Flemish School 17th Century “Esther fainting in front of Ahasuerus”. Oil on Canvas. 45 x 46 inches.
Flemish painting flourished from the early 15th century until the 17th century, gradually becoming distinct from the painting of the rest of the Low Countries, especially the modern Netherlands. In the early period, up to about 1520, the painting of the whole area is (especially in the Anglophone world) typically considered as a whole, as Early Netherlandish painting. This was dominated by the Flemish south, but painters from the north were also important.
Dutch and Flemish Renaissance painting, of which Antwerp became the centre, covers the period up to about 1580 or later, by the end of which the north and south Netherlands had become politically separated. Flemish Baroque painting was especially important in the first half of the 17th century, dominated by Rubens.
In theory the term does not refer to modern Flanders but to the County of Flanders and neighbouring areas of the Low Countries such as the Tournaisis and Duchy of Brabant. However this distinction, well understood in modern Belgium, has always been disregarded by most foreign observers and writers. Flanders delivered the leading painters in Northern Europe and attracted many promising young painters from other countries. These painters were invited to work at foreign courts and had a Europe-wide influence. Since the end of the Napoleonic era, Flemish painters have again been contributing to a reputation that had been set by the Old Masters.
The Franco-Flemish School of musical composition flourished beginning at about the same time.
The so-called Flemish Primitives were the first to popularize the use of oil paint. Their art has its origins in the miniature painting of the late Gothic period. Chief among them were Jan van Eyck, Hans Memling, Hugo van der Goes, Robert Campin and Rogier van der Weyden. The court of the Duchy of Burgundy was an important source of patronage.

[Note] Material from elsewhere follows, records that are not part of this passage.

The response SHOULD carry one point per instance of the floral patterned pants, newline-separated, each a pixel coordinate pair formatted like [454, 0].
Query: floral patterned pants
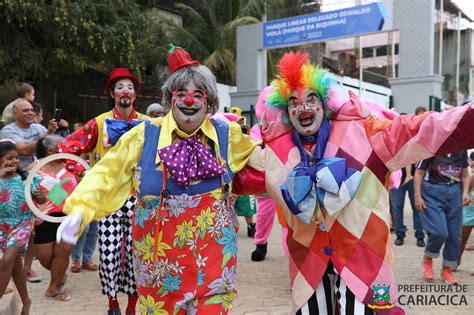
[196, 250]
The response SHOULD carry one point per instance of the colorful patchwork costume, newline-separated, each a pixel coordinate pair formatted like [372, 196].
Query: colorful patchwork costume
[334, 194]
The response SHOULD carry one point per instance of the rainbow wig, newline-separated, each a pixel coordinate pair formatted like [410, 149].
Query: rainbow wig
[295, 72]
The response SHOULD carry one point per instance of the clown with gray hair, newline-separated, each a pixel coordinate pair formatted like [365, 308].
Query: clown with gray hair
[181, 166]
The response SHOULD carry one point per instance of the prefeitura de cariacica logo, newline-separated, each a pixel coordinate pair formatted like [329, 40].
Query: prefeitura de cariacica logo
[381, 296]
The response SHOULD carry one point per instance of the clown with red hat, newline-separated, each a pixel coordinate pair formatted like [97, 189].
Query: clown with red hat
[181, 166]
[96, 138]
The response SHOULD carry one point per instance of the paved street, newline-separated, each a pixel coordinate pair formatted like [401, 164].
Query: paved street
[264, 287]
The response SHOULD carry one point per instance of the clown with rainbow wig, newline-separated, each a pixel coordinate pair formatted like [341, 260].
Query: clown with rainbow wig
[327, 164]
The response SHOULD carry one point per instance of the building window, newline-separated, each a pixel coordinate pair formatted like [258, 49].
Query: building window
[367, 52]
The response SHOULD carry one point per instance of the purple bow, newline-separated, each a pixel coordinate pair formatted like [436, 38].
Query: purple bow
[189, 160]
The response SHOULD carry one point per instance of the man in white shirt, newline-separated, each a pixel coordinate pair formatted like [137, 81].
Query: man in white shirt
[25, 132]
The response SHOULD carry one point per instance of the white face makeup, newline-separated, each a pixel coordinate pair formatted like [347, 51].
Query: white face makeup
[189, 106]
[306, 114]
[123, 93]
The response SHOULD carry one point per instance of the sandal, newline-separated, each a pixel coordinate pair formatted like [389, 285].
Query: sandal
[89, 265]
[32, 276]
[8, 290]
[76, 267]
[61, 296]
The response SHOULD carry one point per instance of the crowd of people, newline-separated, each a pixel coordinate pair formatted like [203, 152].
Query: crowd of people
[160, 198]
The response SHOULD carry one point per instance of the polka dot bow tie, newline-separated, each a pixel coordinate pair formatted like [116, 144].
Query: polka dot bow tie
[189, 160]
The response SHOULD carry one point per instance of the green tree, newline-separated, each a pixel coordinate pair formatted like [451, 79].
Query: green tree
[45, 39]
[208, 33]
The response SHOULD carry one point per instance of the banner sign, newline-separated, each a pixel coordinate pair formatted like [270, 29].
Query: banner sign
[326, 25]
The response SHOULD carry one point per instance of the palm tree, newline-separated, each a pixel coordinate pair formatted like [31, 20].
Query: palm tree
[210, 26]
[209, 32]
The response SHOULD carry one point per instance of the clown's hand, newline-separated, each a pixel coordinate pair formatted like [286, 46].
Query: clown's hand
[68, 228]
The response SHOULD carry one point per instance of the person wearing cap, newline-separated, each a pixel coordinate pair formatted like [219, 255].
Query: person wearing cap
[96, 138]
[24, 91]
[327, 164]
[155, 110]
[184, 231]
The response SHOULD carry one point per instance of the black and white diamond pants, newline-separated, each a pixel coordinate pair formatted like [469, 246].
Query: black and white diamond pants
[115, 250]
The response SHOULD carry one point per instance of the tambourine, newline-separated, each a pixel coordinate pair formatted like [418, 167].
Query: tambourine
[31, 175]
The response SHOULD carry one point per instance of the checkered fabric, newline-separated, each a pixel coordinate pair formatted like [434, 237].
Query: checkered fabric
[356, 238]
[115, 249]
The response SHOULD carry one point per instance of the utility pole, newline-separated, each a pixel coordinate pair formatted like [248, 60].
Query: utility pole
[358, 46]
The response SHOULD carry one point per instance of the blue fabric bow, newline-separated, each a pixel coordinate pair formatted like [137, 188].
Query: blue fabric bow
[116, 128]
[319, 182]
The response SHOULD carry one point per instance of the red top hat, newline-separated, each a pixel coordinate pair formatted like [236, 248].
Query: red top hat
[119, 74]
[178, 59]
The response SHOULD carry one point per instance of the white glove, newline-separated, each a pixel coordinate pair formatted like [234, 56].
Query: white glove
[68, 228]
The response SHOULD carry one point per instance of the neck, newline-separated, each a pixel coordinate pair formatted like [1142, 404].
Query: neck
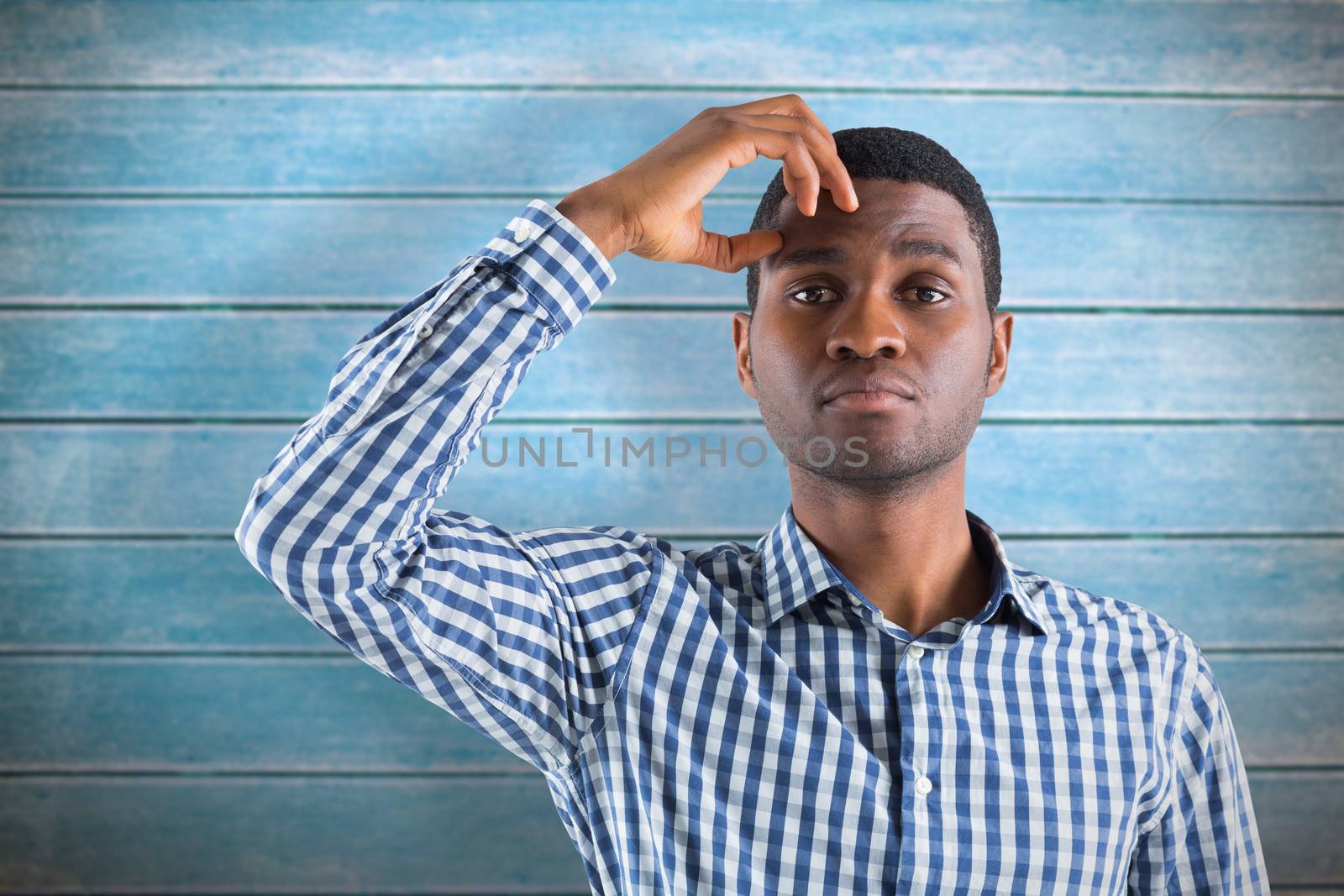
[906, 548]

From the early 16th century, the Italian Renaissance started to influence the Flemish painters. The result was very different from the typical Italian Renaissance painting. The leading artist was Pieter Brueghel the Elder, who avoided direct Italian influence, unlike the Northern Mannerists.
After the Siege of Antwerp (1584–1585), the Southern Provinces of the Netherlands (“Flanders”) remained under Spanish rule and were separated from the independent Dutch Republic. Although many artists fled the religious wars and moved from the Southern Netherlands to the Dutch Republic (see Dutch Golden Age painting), Flemish Baroque painting flourished, especially in the Antwerp school, during the seventeenth century under Rubens, Anthony van Dyck, and Jacob Jordaens.
Following the deaths of major artists like Rubens in 1640 and the end of the Eighty Years War in 1648, the cultural significance of Flanders declined.
A revival of painting in this region came in the advent of the Belgian Revolution of 1830 and work around that time is often considered Flemish. The painters, who flourished in the aftermath of this patriotic period, are usually referred to as Belgian rather than Flemish. That kingdom comprising Flanders, often influences also more recent artists’s categorization (see List of Belgian painters).